[comp.lang.ada] Susan Flynn's remarks about task priorities

MFELDMAN@GWUVM.BITNET (Mike Feldman) (01/17/88)

First let me express my joy and satisfaction at the high technical plane
of the list these days. Now to the issue: Flynn asserts that the Ada
standard requires a pre-emptive scheduler, implying that a running task
must be interrupted by a ready-to-run task of higher priority. I have
always been under the impression that a "run-until-blocked" model was
legal, that is, that a _running_ task was not required to be interrupted
by another (even of higher priority) that merely became _ready_. On a
uniprocessor, for example, is the scheduler required to _interrupt_
all running tasks and reschedule just because one task's delay has
expired? Indeed, it seems possible that we won't even know the delay
has expired until the currently running task "goes to sleep" for
some reason.

The ALRM (p. 9-16) is a bit vague here:

  If two tasks with different priorities are both _eligible for execution_
  (emphasis mine) could be sensibly executed using the same physical proc-
  essors and the same other processing resources, then it cannot be the case
  that the task with the lower priority is executing while the task with
  the higher priority is not.

The question: what does the ALRM mean by "eligible for execution"? At what
point do we determine that the higher-priority task is eligible? Suppose
a lower-priority task has had control of the CPU and no timeslicing is in
effect; suppose that task doesn't do anything to block itself; suppose the
higher priority task was waiting on a delay which expires. Now - does the
paragraph above require that we immediately discover the "eligibility to
run"? I have always understood the answer was "no" - that the decision is
allowed to be deferred until the next "synchronization point". At _that_
point surely the higher-priority task will be scheduled.

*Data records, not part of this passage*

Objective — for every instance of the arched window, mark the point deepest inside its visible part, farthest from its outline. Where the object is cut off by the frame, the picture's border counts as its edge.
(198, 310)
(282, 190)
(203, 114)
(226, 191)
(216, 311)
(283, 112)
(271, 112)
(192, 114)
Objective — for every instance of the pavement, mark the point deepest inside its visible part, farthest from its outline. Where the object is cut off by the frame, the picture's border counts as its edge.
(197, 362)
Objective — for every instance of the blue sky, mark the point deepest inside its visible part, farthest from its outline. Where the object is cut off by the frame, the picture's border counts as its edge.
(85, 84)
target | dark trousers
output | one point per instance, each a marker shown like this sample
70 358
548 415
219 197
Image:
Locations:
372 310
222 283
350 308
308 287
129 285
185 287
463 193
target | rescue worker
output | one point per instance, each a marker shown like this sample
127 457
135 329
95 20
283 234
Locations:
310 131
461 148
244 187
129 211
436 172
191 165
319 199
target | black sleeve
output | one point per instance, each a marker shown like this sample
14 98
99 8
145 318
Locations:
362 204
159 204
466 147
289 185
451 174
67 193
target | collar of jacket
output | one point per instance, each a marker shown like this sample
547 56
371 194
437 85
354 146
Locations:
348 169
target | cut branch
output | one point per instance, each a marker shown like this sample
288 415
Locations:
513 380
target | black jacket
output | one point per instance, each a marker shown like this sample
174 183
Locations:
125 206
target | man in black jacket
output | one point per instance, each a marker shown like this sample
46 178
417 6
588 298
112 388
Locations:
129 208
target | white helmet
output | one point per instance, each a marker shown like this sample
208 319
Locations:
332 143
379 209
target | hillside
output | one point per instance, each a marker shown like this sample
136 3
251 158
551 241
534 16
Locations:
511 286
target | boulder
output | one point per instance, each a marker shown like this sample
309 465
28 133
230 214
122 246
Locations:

BTW - I have never seen a clearly-stated definition of the points at
which - at a minimum - rescheduling _must_ be done. Clearly there are
many possibilities, like expiration of a time slice, that are definitely
_not_ required (timeslicing isn't required at all). But where are the
points at which rescheduling _is_ required? The closest I have come to it
in the ALRM is p. 9-18, in the section on ABORT, of all places (sect 9.10,
paragraph 6, too long to copy here). But this seems like an obscure place
to bury such an important point. Robert Firth (or whoever) - can you
comment for us? Susan, how about you?